GRAMÁTICA CONTEXTUALIZADA
GRAMÁTICA CONTEXTUALIZADA
Não é de agora que presenciamos um ensino de Língua Portuguesa pautado numa gramática obsoleta, marcada por discursos preconceituosos, desconhecendo a língua como construção social. Pregam-se uma fala e uma escrita que são utilizadas por uma minoria – aqueles que tiveram acesso à escola e dela extraíram proveito suficiente para falar e escrever um português culto.
É lamentável e pouco produtivo reduzir o ensino de língua à Gramática Normativa, que dita construções sintáticas que são rarissimamente utilizadas até pelos falantes mais cultos, a exemplo de: “assistir ao filme” “namorar alguém”. Além disso, não são nomenclaturas que aumentarão a nossa performance linguística, mas a reflexão e o uso da língua. É proveitoso saber o que é uma “oração subordinada substantiva objetiva direta reduzida de infinitivo” se eu não confiro a essa construção uma prática, marcada por um contexto e, logo, por uma semântica?
Ainda que tenha sido acordado que devemos nos pautar por gramática contextualizada, o que vemos são as mesmas práticas de estudo de gramática. Grande parte dos livros didáticos ainda insistem em exigir do aluno que “retire os substantivos do texto”.
Segundo Irandé Antunes, em “Gramática contextualizada” (Parábola, 2014) falar em gramática contextualizada é um tanto redundante porque a linguagem nunca ocorre de maneira isolada, fora de um contexto – linguagem é interação e só ocorre se houver um objetivo de comunicação.
Nós, na condição de professores de Língua, precisamos refletir sobre nossas propostas de ensino, questionando o que concebemos como gramática quando visamos ensiná-la. Essa se aplica a qual contexto? Oral, escrito, formal, informal? E a qual gênero textual? Quais são os usos?

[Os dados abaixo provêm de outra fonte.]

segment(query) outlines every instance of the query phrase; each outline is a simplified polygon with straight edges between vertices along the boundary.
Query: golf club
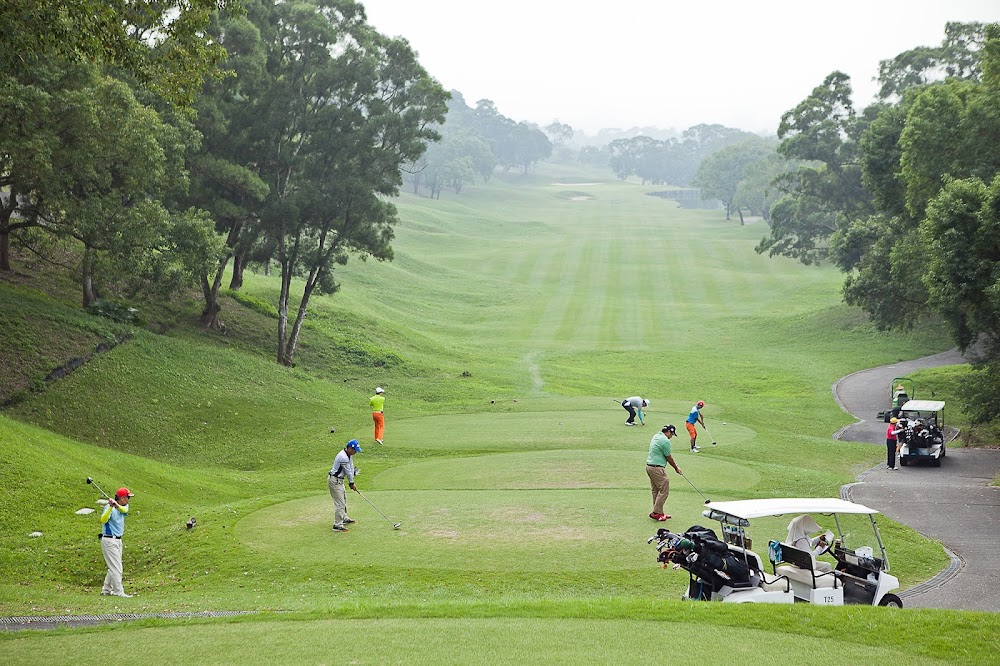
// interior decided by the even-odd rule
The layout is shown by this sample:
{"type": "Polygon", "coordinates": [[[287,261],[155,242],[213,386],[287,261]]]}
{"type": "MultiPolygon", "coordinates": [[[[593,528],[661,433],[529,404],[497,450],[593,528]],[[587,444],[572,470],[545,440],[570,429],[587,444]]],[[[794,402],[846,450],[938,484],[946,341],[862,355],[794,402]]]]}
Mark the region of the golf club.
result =
{"type": "Polygon", "coordinates": [[[93,484],[93,486],[94,486],[95,488],[97,488],[97,490],[99,490],[99,491],[100,491],[100,493],[101,493],[102,495],[104,495],[104,497],[106,497],[106,498],[108,499],[108,501],[109,501],[109,502],[111,501],[111,498],[110,498],[110,497],[108,497],[108,494],[107,494],[106,492],[104,492],[103,490],[101,490],[101,487],[100,487],[99,485],[97,485],[96,483],[94,483],[94,480],[93,480],[92,478],[90,478],[89,476],[87,477],[87,483],[89,483],[89,484],[93,484]]]}
{"type": "MultiPolygon", "coordinates": [[[[681,474],[681,476],[684,476],[684,475],[681,474]]],[[[688,483],[691,483],[691,479],[687,478],[686,476],[684,476],[684,480],[687,481],[688,483]]],[[[705,494],[703,492],[701,492],[700,490],[698,490],[698,486],[696,486],[693,483],[691,483],[691,487],[694,488],[694,490],[695,490],[696,493],[698,493],[699,495],[702,496],[702,498],[705,500],[705,504],[708,504],[709,502],[712,501],[712,500],[708,499],[707,497],[705,497],[705,494]]]]}
{"type": "MultiPolygon", "coordinates": [[[[368,499],[367,497],[365,497],[360,490],[355,489],[354,492],[356,492],[357,494],[361,495],[361,499],[363,499],[364,501],[368,502],[369,504],[372,504],[372,501],[370,499],[368,499]]],[[[398,530],[399,526],[402,525],[402,523],[393,523],[392,519],[389,518],[389,516],[387,516],[384,513],[382,513],[381,511],[379,511],[379,508],[377,506],[375,506],[374,504],[372,504],[372,508],[375,509],[376,511],[378,511],[378,513],[379,513],[380,516],[382,516],[383,518],[385,518],[386,520],[388,520],[389,523],[392,524],[392,528],[394,530],[398,530]]]]}
{"type": "Polygon", "coordinates": [[[712,438],[712,446],[715,446],[716,444],[718,444],[718,442],[717,442],[717,441],[715,441],[715,438],[714,438],[714,437],[712,437],[712,433],[710,433],[710,432],[708,431],[708,428],[706,428],[705,426],[702,426],[702,428],[704,428],[704,430],[705,430],[705,434],[706,434],[706,435],[708,435],[709,437],[711,437],[711,438],[712,438]]]}

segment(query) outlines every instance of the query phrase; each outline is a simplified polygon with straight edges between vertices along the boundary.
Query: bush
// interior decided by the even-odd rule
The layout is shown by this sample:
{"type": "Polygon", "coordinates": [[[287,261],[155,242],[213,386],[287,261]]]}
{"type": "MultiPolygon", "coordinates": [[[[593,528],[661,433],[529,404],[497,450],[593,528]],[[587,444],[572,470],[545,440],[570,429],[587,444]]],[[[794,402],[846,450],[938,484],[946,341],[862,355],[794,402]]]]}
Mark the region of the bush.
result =
{"type": "Polygon", "coordinates": [[[1000,361],[974,367],[958,387],[958,395],[972,423],[1000,419],[1000,361]]]}
{"type": "Polygon", "coordinates": [[[104,317],[119,324],[134,324],[144,326],[145,321],[139,315],[139,311],[129,307],[127,303],[117,301],[97,300],[87,306],[87,312],[98,317],[104,317]]]}
{"type": "Polygon", "coordinates": [[[278,318],[278,308],[274,307],[265,300],[249,296],[239,291],[233,291],[232,289],[226,289],[222,293],[237,303],[246,306],[254,312],[258,312],[265,317],[272,317],[274,319],[278,318]]]}

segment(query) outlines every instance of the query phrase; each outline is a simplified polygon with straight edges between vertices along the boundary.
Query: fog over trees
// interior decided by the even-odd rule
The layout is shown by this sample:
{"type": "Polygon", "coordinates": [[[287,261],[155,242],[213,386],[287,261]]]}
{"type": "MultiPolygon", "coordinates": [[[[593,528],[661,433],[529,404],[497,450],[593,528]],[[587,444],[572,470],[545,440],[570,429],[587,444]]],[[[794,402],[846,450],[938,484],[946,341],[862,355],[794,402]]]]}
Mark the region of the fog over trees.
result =
{"type": "Polygon", "coordinates": [[[879,327],[945,321],[982,353],[970,413],[1000,417],[995,24],[949,23],[940,44],[883,61],[866,108],[831,72],[773,136],[708,123],[587,136],[446,91],[349,0],[131,8],[0,7],[15,27],[0,37],[0,271],[58,248],[84,307],[194,290],[221,327],[224,275],[239,290],[248,266],[274,266],[275,358],[291,365],[336,268],[392,260],[401,190],[460,197],[578,162],[762,218],[759,252],[834,264],[879,327]]]}

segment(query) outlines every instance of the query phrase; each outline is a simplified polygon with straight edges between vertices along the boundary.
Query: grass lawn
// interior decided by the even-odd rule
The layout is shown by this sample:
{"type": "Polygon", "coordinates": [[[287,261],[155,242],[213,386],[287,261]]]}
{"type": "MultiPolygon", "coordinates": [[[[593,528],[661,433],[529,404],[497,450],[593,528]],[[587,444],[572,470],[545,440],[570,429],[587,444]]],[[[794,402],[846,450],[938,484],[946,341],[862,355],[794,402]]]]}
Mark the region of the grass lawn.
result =
{"type": "MultiPolygon", "coordinates": [[[[0,415],[0,614],[264,615],[0,634],[5,662],[633,663],[719,645],[720,631],[741,663],[995,654],[986,614],[678,601],[686,576],[645,543],[659,426],[707,402],[718,445],[674,442],[711,499],[837,496],[882,448],[831,439],[851,420],[833,382],[949,345],[938,329],[874,330],[840,303],[833,269],[761,257],[762,229],[655,189],[543,165],[443,200],[403,195],[395,261],[338,268],[295,368],[273,362],[277,278],[248,274],[227,335],[201,330],[192,304],[22,396],[0,415]],[[635,394],[652,401],[647,425],[626,428],[617,401],[635,394]],[[326,471],[352,437],[359,488],[402,529],[351,496],[358,523],[330,530],[326,471]],[[75,513],[95,506],[87,476],[136,492],[133,599],[97,594],[98,523],[75,513]]],[[[105,335],[75,298],[0,283],[3,302],[44,315],[0,327],[0,342],[105,335]]],[[[671,472],[669,525],[704,522],[702,507],[671,472]]],[[[880,527],[904,588],[947,564],[914,530],[880,527]]]]}

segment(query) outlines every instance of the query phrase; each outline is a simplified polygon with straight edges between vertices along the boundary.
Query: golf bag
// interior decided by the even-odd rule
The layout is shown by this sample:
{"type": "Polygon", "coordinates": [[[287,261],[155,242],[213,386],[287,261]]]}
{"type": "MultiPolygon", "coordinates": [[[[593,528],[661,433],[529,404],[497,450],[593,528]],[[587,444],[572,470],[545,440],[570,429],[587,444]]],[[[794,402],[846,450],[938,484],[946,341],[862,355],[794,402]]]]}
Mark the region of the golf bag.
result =
{"type": "Polygon", "coordinates": [[[663,564],[679,565],[691,574],[688,597],[709,600],[713,592],[723,587],[748,587],[750,568],[719,540],[715,532],[693,525],[683,534],[675,535],[657,558],[663,564]]]}

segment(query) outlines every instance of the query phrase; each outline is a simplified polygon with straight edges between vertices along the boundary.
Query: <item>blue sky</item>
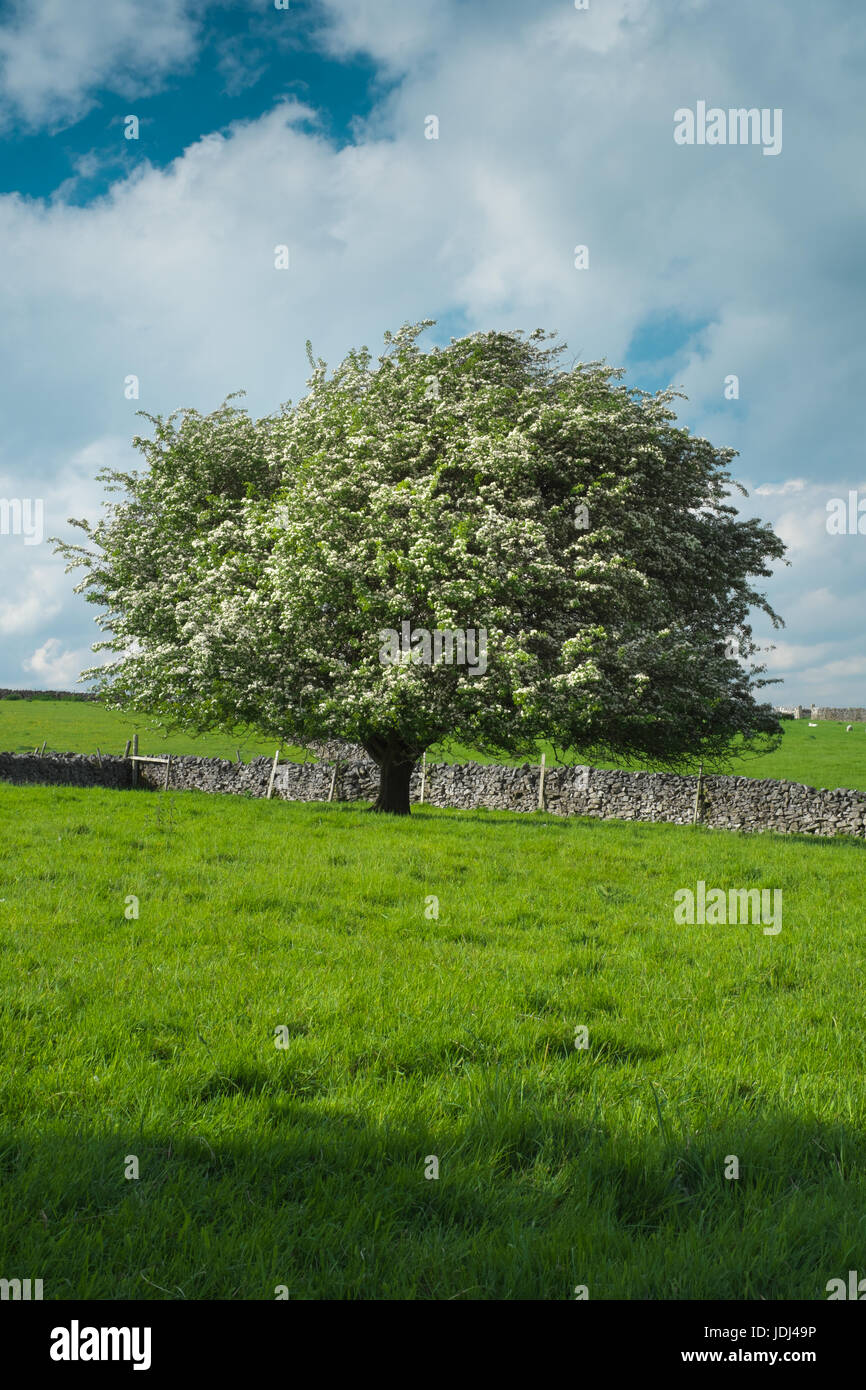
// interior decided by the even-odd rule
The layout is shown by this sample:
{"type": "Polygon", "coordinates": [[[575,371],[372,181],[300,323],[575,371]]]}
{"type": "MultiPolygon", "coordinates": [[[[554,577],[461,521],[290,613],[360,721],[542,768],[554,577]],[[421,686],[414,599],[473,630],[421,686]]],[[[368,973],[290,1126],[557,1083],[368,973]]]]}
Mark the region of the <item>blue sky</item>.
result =
{"type": "MultiPolygon", "coordinates": [[[[0,0],[0,499],[70,534],[138,409],[271,411],[307,338],[553,328],[740,450],[773,698],[866,705],[866,535],[826,525],[866,499],[865,57],[847,0],[0,0]],[[699,101],[781,110],[780,153],[677,145],[699,101]]],[[[0,685],[68,688],[96,610],[7,530],[0,685]]]]}

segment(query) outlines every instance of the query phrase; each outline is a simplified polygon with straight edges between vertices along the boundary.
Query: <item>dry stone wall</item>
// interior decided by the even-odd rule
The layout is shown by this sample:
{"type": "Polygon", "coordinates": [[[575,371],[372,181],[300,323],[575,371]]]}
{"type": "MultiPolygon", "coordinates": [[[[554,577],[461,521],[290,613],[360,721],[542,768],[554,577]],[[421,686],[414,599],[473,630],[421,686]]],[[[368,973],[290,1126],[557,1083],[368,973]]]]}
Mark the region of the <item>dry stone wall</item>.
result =
{"type": "MultiPolygon", "coordinates": [[[[161,788],[165,769],[139,764],[143,792],[161,788]]],[[[235,796],[264,796],[271,759],[232,763],[218,758],[172,758],[172,791],[209,791],[235,796]]],[[[274,795],[286,801],[327,801],[334,776],[331,763],[284,763],[277,770],[274,795]]],[[[19,785],[131,788],[132,764],[103,755],[0,753],[0,781],[19,785]]],[[[424,799],[432,806],[461,810],[532,812],[538,808],[539,769],[524,763],[502,767],[480,763],[428,764],[424,799]]],[[[341,763],[336,801],[373,801],[378,771],[368,759],[341,763]]],[[[559,816],[596,816],[605,820],[649,820],[691,824],[696,777],[674,773],[605,771],[599,767],[549,767],[545,809],[559,816]]],[[[411,799],[421,792],[421,770],[411,780],[411,799]]],[[[799,783],[753,777],[709,776],[702,780],[699,817],[721,830],[776,830],[809,835],[866,838],[866,794],[820,791],[799,783]]]]}

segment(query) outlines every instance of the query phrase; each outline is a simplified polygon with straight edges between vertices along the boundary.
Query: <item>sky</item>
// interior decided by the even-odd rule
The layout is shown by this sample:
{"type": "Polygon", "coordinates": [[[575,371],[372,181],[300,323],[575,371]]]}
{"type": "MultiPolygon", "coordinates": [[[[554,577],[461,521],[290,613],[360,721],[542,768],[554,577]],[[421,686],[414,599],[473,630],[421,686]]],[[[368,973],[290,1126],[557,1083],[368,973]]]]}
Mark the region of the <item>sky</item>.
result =
{"type": "Polygon", "coordinates": [[[866,706],[865,68],[851,0],[0,0],[0,687],[95,662],[49,538],[138,410],[434,318],[684,392],[788,546],[765,698],[866,706]]]}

O essencial é garantir aos nossos alunos o acesso constante aos vários tipos e gêneros textuais, para que os discentes sejam capazes de interpretar qualquer texto e de lograr êxito nas variadas situações de comunicação. Infelizmente, são raros os profissionais que inserem o texto como protagonista da aula de Língua Portuguesa. Geralmente, o tempo é ocupado com análises sintáticas e morfológicas de frases descontextualizadas, sem que ao menos reflitam sobre a tradição, sem fazer paralelo entre a norma e o uso. E mais (ou menos?): quase nada de escrita de textos – raramente considerando-se a delimitação temática e o gênero textual a ser desenvolvido, pouco exercício da oralidade formal, quase nenhuma atividade voltada à ampliação do repertório vocabular (à exceção dos ditados).
Sem práticas como essas, continuará a se perpetuar a falsa ideia de que os alunos não sabem falar português, desconsiderando o que eles já dominam. Suas variantes linguísticas estão repletas de complexidades que podem e devem ser exploradas. Enfatize-se que não se defende a abolição da norma culta, mas que essa deve se pautar na observação dos usos orais e escritos da atualidade, nos vários âmbitos da cultura letrada brasileira.
Inadmissível é exigir que alguém fale ou escreva como um Machado de Assis, um Guimarães Rosa, um Graciliano Ramos. Ninguém se expressa literariamente o tempo todo, tampouco é uma Gramática Normativa ambulante. Até os falantes mais cultos seguem uma norma mais flexível, por muitas vezes perde-se a referenciação dos pronomes, cometendo “erros” de concordância verbal e nominal.
A língua está em constante mudança. Desconsiderar isso é ser retrógrado, contrariar o princípio de que a nossa experiência de linguagem está ancorada na vontade de inserção em um grupo social. Também vale lembrar o que disse Mário de Andrade (no início do século XX!) – é o povo que faz a língua, ou, como disse Marcuschi – “São os usos que fundam a língua e não o contrário”.